Several months ago (January 2010), my favorite statistician, Lynn Torbeck, published an article in Pharmaceutical Technology entitled “%RSD: Friend or Foe”. The article was basically about the misuse of statistics. In it Mr. Torbeck made the statement that applying a percent relative standard deviation (%RSD) criterion to percentage recovery values in recovery studies was not statistically valid because the values themselves were already percentages. Now, it is common practice in cleaning validation programs to include a criterion for %RSD for recovery percentages in sampling recovery studies (such as swab recovery studies). For example, companies might specify for swab recovery studies that the data collected for a given spiked level have a %RSD of ≤15%.
This got me thinking. Is Lynn right, or are most of the pharmaceutical companies (as well as yours truly, who has taught the use of a %RSD criterion for recovery studies) right? Furthermore, if we abandon the %RSD criterion, what criterion do we use to measure variability in a sampling recovery study? And, finally, does it really make that much difference? In situations like this, I often try to look at practical data to see the impact.
Here is my first example, which in comparison to a second case, illustrates that %RSD is not necessarily a good measure of variability in a sampling recovery study. For simplicity, I am only going to illustrate this with swab sampling, involving one operator who performs three replicates. In Case A below, the 100% recovery value is 2.03 µg/cm2 . The values obtained, the average, the standard deviation and the %RSD is given in the Table A below. For simplicity, the data on recovery values will omit the units (µg/cm2 ).
Now, we have a second operator with the following data for the exact same sampling situation. Table B has the data for that operator in this situation.
Now admittedly this is an extreme case. With one operator getting recoveries of 97% and a second operator getting recoveries of 53%, I would suspect something is wrong.
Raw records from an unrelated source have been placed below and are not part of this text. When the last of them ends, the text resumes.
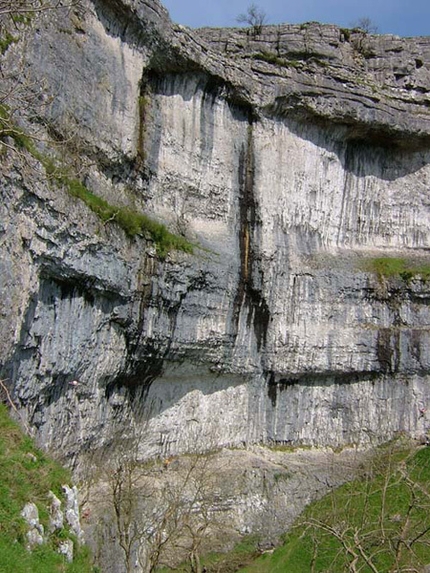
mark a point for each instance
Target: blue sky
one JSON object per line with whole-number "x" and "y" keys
{"x": 401, "y": 17}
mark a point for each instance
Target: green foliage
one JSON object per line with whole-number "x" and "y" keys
{"x": 380, "y": 522}
{"x": 27, "y": 475}
{"x": 132, "y": 222}
{"x": 241, "y": 555}
{"x": 395, "y": 266}
{"x": 346, "y": 33}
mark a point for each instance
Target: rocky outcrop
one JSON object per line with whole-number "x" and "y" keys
{"x": 290, "y": 160}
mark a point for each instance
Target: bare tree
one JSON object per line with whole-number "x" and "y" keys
{"x": 366, "y": 25}
{"x": 159, "y": 510}
{"x": 255, "y": 17}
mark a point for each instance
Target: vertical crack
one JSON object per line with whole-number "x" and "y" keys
{"x": 248, "y": 294}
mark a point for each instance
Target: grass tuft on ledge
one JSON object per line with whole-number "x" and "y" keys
{"x": 406, "y": 269}
{"x": 132, "y": 222}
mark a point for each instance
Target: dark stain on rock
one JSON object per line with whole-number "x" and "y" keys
{"x": 248, "y": 295}
{"x": 388, "y": 350}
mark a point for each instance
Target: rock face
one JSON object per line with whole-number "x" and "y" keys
{"x": 290, "y": 159}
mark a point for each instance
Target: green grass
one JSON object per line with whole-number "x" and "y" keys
{"x": 381, "y": 520}
{"x": 241, "y": 555}
{"x": 27, "y": 475}
{"x": 406, "y": 269}
{"x": 131, "y": 221}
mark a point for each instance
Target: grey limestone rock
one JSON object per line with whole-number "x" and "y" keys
{"x": 290, "y": 160}
{"x": 35, "y": 533}
{"x": 56, "y": 516}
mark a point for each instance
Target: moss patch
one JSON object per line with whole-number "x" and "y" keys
{"x": 27, "y": 475}
{"x": 132, "y": 222}
{"x": 407, "y": 269}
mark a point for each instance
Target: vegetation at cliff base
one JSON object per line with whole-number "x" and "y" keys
{"x": 377, "y": 523}
{"x": 27, "y": 475}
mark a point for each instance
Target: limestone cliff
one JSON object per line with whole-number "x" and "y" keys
{"x": 291, "y": 160}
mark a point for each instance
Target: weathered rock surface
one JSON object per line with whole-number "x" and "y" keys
{"x": 290, "y": 159}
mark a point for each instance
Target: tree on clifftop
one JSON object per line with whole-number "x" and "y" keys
{"x": 255, "y": 17}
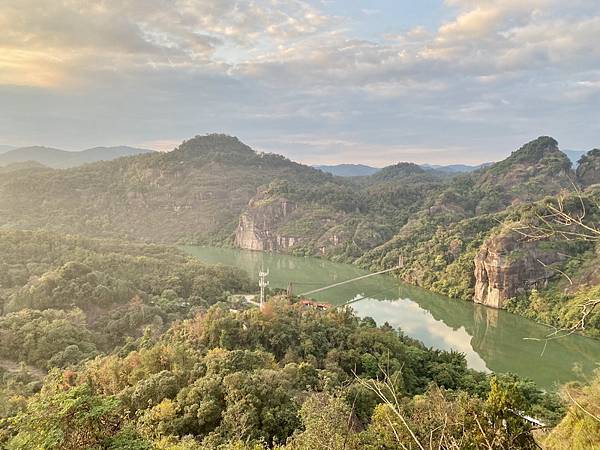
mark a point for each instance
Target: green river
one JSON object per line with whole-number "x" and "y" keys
{"x": 491, "y": 340}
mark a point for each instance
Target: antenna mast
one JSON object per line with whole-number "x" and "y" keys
{"x": 263, "y": 283}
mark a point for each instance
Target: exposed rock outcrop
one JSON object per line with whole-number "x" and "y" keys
{"x": 506, "y": 267}
{"x": 588, "y": 171}
{"x": 257, "y": 228}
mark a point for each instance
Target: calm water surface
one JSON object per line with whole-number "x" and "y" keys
{"x": 491, "y": 340}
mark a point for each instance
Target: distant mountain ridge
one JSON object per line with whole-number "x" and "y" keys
{"x": 62, "y": 159}
{"x": 449, "y": 230}
{"x": 349, "y": 170}
{"x": 361, "y": 170}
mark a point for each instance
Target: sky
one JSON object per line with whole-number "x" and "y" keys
{"x": 319, "y": 81}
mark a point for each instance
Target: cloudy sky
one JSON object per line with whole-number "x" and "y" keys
{"x": 321, "y": 81}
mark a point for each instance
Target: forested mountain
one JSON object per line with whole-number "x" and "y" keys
{"x": 348, "y": 170}
{"x": 454, "y": 233}
{"x": 360, "y": 170}
{"x": 61, "y": 159}
{"x": 144, "y": 350}
{"x": 110, "y": 342}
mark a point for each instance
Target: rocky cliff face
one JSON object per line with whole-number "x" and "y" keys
{"x": 257, "y": 228}
{"x": 506, "y": 266}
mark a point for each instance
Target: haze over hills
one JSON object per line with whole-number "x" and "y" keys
{"x": 348, "y": 170}
{"x": 361, "y": 170}
{"x": 6, "y": 148}
{"x": 62, "y": 159}
{"x": 215, "y": 189}
{"x": 143, "y": 322}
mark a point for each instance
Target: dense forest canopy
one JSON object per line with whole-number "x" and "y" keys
{"x": 112, "y": 338}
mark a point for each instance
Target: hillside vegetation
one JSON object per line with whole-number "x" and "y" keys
{"x": 214, "y": 189}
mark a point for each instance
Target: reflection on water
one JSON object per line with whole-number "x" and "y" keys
{"x": 490, "y": 339}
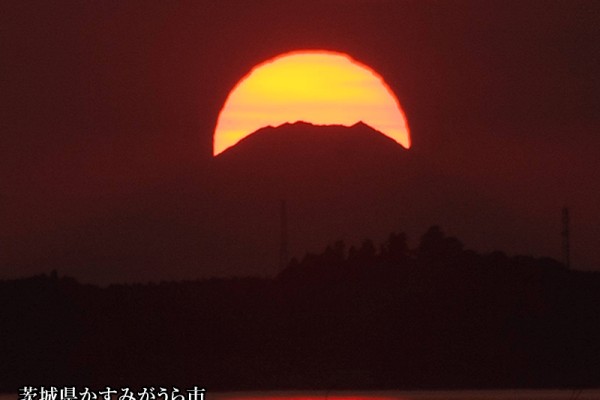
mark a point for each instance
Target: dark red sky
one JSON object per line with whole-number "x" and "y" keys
{"x": 105, "y": 102}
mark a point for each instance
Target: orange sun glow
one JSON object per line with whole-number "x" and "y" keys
{"x": 319, "y": 87}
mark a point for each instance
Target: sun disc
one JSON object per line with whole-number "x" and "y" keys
{"x": 319, "y": 87}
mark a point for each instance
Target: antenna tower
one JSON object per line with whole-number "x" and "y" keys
{"x": 566, "y": 234}
{"x": 283, "y": 250}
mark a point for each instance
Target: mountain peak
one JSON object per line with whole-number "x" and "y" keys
{"x": 303, "y": 138}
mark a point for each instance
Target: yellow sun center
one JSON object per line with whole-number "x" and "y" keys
{"x": 320, "y": 87}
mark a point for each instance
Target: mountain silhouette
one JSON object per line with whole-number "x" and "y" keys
{"x": 340, "y": 183}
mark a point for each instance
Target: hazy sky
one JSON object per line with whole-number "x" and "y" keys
{"x": 105, "y": 102}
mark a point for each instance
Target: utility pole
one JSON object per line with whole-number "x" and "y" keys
{"x": 283, "y": 250}
{"x": 566, "y": 234}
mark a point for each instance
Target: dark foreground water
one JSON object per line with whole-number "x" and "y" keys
{"x": 400, "y": 395}
{"x": 415, "y": 395}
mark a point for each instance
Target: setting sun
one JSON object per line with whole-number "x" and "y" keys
{"x": 319, "y": 87}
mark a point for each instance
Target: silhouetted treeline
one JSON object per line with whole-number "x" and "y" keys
{"x": 434, "y": 316}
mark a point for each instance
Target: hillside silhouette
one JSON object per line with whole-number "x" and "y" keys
{"x": 374, "y": 316}
{"x": 339, "y": 182}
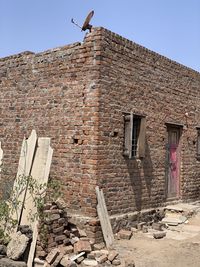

However, that doesn’t change the statistical evaluation. If I use %RSD for each operator, then it appears that the variability of the data with operator B (% RSD = 3.8) is much greater than the variability of operator A (%RSD = 2.0). However, when one looks at the data itself, and specifically at the standard deviations, the standard deviation in each case is the same, suggesting the variability in each case is the same.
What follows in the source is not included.